L ... Lens A ... aperture plate P ... drawing plane S ... light source BS ... beam splitter BP ... biprism _{A 1, A 2, A 1} ', A 2' ... aperture plate image EG ... electron gun CL ₁ ... first condenser lens AP ... aperture plate CL ₂ ... second condenser lens CR ... crystal EBP ... electron biprism Ob ... objective lens SB ... the drawing board ST ... stage 1,2,1 ', 2' ... light beam to d ... fringe pattern

Claims (7)

[Claims] 1. An electron beam luminous flux passing through an aperture having an arbitrary shape is amplitude-split by a beam splitter into two luminous fluxes forming an angle with each other, and the split two luminous fluxes are deflected by a biprism so as to approach each other. , An interference fringe pattern that is clearly divided only by the outline of the aperture image area by overlapping the two aperture images that are divided by intersecting each other at an angle on the drawing surface that is conjugate with the aperture and overlapping the two aperture images on the drawing surface.
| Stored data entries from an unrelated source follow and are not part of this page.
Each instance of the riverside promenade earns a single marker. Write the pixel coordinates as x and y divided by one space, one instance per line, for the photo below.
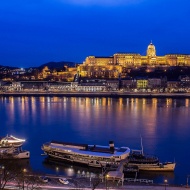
114 94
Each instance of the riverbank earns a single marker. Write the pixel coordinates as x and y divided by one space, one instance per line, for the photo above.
97 94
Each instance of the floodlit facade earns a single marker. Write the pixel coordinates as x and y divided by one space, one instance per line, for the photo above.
111 67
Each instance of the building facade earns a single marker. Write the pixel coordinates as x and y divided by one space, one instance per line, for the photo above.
111 67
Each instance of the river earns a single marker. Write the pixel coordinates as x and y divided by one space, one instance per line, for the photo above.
163 124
An electron beam drawing method, which is characterized by drawing. 2. The electron beam drawing method according to claim 1, wherein a plurality of interference fringe patterns are sequentially connected and drawn by using openings having different shapes. 3. A fringe pattern having a predetermined pitch is drawn by relatively moving the drawing surface in the direction of the interference fringe while exposing the interference fringe pattern formed by using one opening. The electron beam drawing method according to claim 1. 4. A replaceable aperture plate, an electron beam source for irradiating the aperture plate, an imaging electron optical system for forming an image of the aperture plate on a drawing surface, and a light flux from the aperture plate to the drawing surface. A beam splitter arranged inside the beam splitter for amplitude-splitting the electron beam passing through the aperture plate into two optical paths forming an angle with each other, and the two beams split by the beam splitter are deflected toward each other, and the drawing surface Cross over at an angle,
An electron beam drawing apparatus comprising: a biprism that superimposes two divided aperture images on an image plane. 5. The electron beam drawing apparatus according to claim 4, wherein the beam splitter is a single crystal plate that diffracts an electron beam, and the biprism is an electron biprism. 6. The electron beam according to claim 4, wherein the beam splitter is configured so that its position can be adjusted in the central axis direction, and the deflection angle of the biprism is adjustable. Drawing device. 7. The electron beam drawing apparatus according to claim 4, wherein the beam splitter and the biprism are integrally rotatable about a central axis.